Servono modelli replicabili, risorse stabili, una formazione adeguata per medici e operatori, una collaborazione solida tra sanità pubblica, terzo settore e mondo culturale. La prossima sfida sarà integrare questi interventi nei Livelli essenziali di assistenza, perché diventino accessibili a tutti. «A volte, per stare meglio, servono solo una risata a teatro o una camminata nel verde», conclude l’esperto.
Un aiuto per le neo-mamme
Il progetto Music and Motherhood, promosso dall’Ufficio regionale per l’Europa dell’Organizzazione mondiale della sanità e coordinato in Italia dall’Istituto superiore di sanità, mostra come il canto di gruppo possa prevenire o alleviare la depressione post-partum.

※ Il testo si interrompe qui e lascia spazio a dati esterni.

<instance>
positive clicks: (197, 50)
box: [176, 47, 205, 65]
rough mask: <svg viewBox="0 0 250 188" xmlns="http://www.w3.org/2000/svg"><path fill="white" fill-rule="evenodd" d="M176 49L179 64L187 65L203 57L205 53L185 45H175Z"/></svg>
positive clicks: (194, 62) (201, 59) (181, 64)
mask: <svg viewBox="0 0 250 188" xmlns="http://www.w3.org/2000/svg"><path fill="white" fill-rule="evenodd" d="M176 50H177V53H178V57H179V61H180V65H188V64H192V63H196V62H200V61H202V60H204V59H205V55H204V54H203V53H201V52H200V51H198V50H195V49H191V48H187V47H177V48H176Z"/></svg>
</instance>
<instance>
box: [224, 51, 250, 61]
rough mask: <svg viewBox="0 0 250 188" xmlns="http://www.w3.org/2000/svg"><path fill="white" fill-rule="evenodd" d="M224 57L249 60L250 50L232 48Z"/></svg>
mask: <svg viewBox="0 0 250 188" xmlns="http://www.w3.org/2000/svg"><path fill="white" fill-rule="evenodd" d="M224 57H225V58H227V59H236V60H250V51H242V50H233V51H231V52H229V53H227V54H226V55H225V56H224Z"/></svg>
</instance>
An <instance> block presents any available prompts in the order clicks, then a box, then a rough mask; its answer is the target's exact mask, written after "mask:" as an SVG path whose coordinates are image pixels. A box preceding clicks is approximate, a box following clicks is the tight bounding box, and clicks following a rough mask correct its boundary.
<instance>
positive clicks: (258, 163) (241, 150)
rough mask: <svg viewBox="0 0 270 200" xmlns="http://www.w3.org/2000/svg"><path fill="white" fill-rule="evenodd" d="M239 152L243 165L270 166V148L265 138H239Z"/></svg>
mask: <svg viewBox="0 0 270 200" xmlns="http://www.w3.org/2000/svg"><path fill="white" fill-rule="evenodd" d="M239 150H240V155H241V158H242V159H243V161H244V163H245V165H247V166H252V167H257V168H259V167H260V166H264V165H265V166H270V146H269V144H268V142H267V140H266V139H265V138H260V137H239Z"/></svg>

Cantare insieme favorisce il benessere psico-emotivo, riduce la solitudine, migliora l’interazione madrebambino e rappresenta una modalità assistenziale sostenibile, inclusiva anche per le donne straniere. I risultati della prima fase (2021- 2023), condotta in Italia, Danimarca e Romania, sono stati pubblicati su Frontiers in Medicine ed è in sviluppo una guida pratica per operatori sanitari e culturali per rendere il modello replicabile su scala nazionale.
«La dimensione collettiva è fondamentale: non è semplicemente “fare qualcosa”, ma farlo insieme ad altri, creando relazioni, riducendo la solitudine», riferisce il professor Antonio De Belvis.